12Conçu comme un champ de multiplicités différentielles en état d'interaction (des minorités autonomes en transformation mutuelle), cet espace collectif annonce chez la métisse une volonté de mettre en pratique une philosophie radicale de l'expérimentation, trouvant dans les Terres de l'entre-deux la possibilité la plus concrète de dépasser les valeurs normalisantes qui sous-tendent les catégories d'identité, de citoyenneté, de territoire national, de classe, de genre, d'origine ethnique. Bref, lorsqu'elle explore les forces différentielles de la Frontera, la métisse en vient à découvrir le modèle politique à déduire de toutes les multiplicités de groupes ethniques, de communautés autonomes et de pratiques culturelles « qui se transforment sans cesse mutuellement, s'interpénètrent » (Deleuze et F. Guattari, Mille plateaux, p. 305). La vision que se fait la métisse de la collectivité et de la citoyenneté transnationales est donc une expression plus large de « l'agitation » existentielle qui pousse son Soi synthétique et inclusif à glisser entre « de nombreuses possibilités » d'être et de devenir :
Puisqu'elle est triculturelle, monolingue, bilingue ou multilingue, dans un état de transition perpétuelle, la métisse est confrontée au dilemme du sang-mêlé : quelle collectivité la fille d'une mère à la peau foncée doit-elle écouter ? [...] La métisse doit sans cesse glisser [...] de la pensée convergente, du raisonnement analytique [...] vers une pensée divergente caractérisée par un refus des objectifs et des modèles établis, vers une perspective plus globale, qui inclut plutôt que d'exclure [...] [La métisse] possède une personnalité plurielle, elle fonctionne de manière pluraliste [...] Ce point focal ou pivot, cette jonction où se tient la métisse, c'est là que les phénomènes vont s'entrechoquer. C'est là que se trouve la possibilité d'unir tout ce qui est séparé. Cette assemblée n'est pas l'endroit où les pièces séparées ou coupées se rejoignent. Ce n'est pas non plus un équilibre de forces opposées. En essayant de parvenir à la synthèse, le Soi a ajouté un troisième élément plus grand que la somme de ses parties séparées. Ce troisième élément est une nouvelle conscience – une conscience métissée (Anzaldúa, 78-80).
13De telles réflexions montrent clairement que la fluidité du paysage mental de la métisse – cet espace indéfini né de son « agitation » – repose sur un postulat essentiel : l'hypothèse selon laquelle la condition ontologique de prêtresse des carrefours serait inséparable de la topologie même des Terres de l'entre-deux, domaine hétérologique qui reflète et détermine à la fois la conscience synthétique de la femme hybride.

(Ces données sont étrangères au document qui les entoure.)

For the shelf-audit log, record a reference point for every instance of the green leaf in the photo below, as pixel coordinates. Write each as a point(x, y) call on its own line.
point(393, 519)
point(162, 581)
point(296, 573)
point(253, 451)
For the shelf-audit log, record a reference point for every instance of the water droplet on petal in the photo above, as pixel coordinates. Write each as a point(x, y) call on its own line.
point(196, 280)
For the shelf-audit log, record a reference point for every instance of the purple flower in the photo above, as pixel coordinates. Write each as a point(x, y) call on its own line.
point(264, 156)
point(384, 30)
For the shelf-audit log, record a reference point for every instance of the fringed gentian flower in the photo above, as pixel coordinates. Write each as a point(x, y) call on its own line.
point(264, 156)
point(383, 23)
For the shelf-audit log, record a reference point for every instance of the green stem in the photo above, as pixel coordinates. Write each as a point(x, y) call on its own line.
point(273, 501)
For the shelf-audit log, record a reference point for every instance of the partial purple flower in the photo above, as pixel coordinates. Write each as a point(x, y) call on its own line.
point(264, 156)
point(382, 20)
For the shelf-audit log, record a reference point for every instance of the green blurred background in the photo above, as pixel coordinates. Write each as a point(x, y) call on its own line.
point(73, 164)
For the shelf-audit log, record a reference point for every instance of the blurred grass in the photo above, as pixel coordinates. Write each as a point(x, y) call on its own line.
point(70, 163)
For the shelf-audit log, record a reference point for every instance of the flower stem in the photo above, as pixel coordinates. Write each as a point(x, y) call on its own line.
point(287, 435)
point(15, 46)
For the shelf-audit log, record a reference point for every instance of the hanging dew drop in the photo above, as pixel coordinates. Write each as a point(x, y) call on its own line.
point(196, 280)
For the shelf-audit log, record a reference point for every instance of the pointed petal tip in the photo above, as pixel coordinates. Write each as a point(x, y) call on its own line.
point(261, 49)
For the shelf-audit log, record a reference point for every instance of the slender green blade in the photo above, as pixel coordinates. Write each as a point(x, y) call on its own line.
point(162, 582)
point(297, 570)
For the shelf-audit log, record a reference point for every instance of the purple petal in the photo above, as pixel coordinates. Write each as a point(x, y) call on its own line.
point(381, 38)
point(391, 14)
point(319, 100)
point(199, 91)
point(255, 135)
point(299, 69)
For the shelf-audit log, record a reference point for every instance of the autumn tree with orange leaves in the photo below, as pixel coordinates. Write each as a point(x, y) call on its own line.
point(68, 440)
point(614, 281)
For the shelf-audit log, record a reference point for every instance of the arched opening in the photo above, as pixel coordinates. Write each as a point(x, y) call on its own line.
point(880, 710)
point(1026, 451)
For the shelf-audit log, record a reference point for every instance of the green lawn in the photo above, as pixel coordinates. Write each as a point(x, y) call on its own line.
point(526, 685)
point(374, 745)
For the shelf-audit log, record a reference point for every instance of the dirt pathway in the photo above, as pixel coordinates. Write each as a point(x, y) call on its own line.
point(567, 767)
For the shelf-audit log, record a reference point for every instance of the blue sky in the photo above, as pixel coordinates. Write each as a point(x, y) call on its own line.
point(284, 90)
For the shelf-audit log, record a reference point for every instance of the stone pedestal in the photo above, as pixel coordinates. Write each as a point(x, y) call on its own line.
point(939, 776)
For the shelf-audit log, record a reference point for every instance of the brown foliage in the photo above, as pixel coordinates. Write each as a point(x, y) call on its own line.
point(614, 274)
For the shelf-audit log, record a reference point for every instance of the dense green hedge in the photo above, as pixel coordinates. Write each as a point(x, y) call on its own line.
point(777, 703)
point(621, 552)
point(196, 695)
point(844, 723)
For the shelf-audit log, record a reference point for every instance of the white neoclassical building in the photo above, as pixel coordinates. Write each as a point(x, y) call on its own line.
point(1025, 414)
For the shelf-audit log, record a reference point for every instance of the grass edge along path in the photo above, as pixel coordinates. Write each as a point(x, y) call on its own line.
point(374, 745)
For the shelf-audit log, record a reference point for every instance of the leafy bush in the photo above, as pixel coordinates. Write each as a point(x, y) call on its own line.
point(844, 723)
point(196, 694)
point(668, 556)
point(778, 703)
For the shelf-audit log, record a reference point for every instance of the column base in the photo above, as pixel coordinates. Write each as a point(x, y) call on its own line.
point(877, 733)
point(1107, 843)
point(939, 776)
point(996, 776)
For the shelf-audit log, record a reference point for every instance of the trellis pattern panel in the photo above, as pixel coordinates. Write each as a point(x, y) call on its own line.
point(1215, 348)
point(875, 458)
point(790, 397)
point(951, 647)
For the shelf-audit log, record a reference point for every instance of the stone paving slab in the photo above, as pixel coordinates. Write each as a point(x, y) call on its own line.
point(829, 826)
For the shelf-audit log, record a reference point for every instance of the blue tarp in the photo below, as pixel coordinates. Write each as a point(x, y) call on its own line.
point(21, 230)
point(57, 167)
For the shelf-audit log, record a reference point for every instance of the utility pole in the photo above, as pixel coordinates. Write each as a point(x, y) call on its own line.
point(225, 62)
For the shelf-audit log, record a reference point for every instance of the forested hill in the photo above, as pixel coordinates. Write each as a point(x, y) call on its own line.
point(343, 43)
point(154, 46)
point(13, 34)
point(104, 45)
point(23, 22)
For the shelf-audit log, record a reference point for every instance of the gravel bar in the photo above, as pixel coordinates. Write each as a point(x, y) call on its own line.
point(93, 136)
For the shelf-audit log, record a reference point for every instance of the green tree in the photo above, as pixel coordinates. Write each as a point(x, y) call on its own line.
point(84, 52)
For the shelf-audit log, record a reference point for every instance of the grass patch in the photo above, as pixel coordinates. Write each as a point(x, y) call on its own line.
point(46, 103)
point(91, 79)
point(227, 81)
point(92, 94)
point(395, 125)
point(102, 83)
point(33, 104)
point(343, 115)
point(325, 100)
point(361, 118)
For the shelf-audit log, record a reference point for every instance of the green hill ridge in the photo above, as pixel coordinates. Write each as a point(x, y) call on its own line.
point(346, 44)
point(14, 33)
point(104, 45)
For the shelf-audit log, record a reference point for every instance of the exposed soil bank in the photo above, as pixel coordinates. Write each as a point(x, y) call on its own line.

14Comme on peut le voir dans la configuration de la Frontera, agrégat fluctuant de communautés et de cultures hybrides représentant des micro-états au sein de l'état, la vision que se fait la métisse des Terres de l'entre-deux et de leurs fonction en tant que nouveau paradigme de représentation politique dépend de sa capacité à conceptualiser un topos géopolitique dans lequel des communautés minoritaires marginales jaillissent, se développent et interagissent de manière autonome, à la limite de l'état-nation. Au-delà de ses propres choix existentiels, les paradoxes de la position minoritaire de la métisse – le fait qu'elle soit « bilingue [...] dans un seul et même langage », une « étrangère » sur sa propre terre – nous mène donc à la question sociopolitique de l'espace accordé à la différence, à l'altérité et à la multiplicité au sein du domaine public (Deleuze et F. Guattari, Mille plateaux, pp. 124-125). Plus qu'un récit personnel de son Soi, la Frontera, vue par la métisse comme une carte hétérotopique d'espaces communautaires discrets constitue une tentative de définition du potentiel stratégique inhérent à diverses formes de différence – les multiplicités culturelles et communautaires qui prolifèrent de manière chaotique aux limites de l'état-nation et de ses normes réductrices de nationalité, de territoire et de citoyenneté. Une fois de plus, comme c'est souvent le cas chez Anzaldúa, la philosophie politique de la métisse se révèle inséparable de son expérience mentale et matérielle au sein d'un territoire qui se projette constamment vers les horizons du devenir, transformant l'espace collectif en un topos illimitatif mu par les forces différentielles de la multiplicité comme dynamique purement infinitive du renouveau.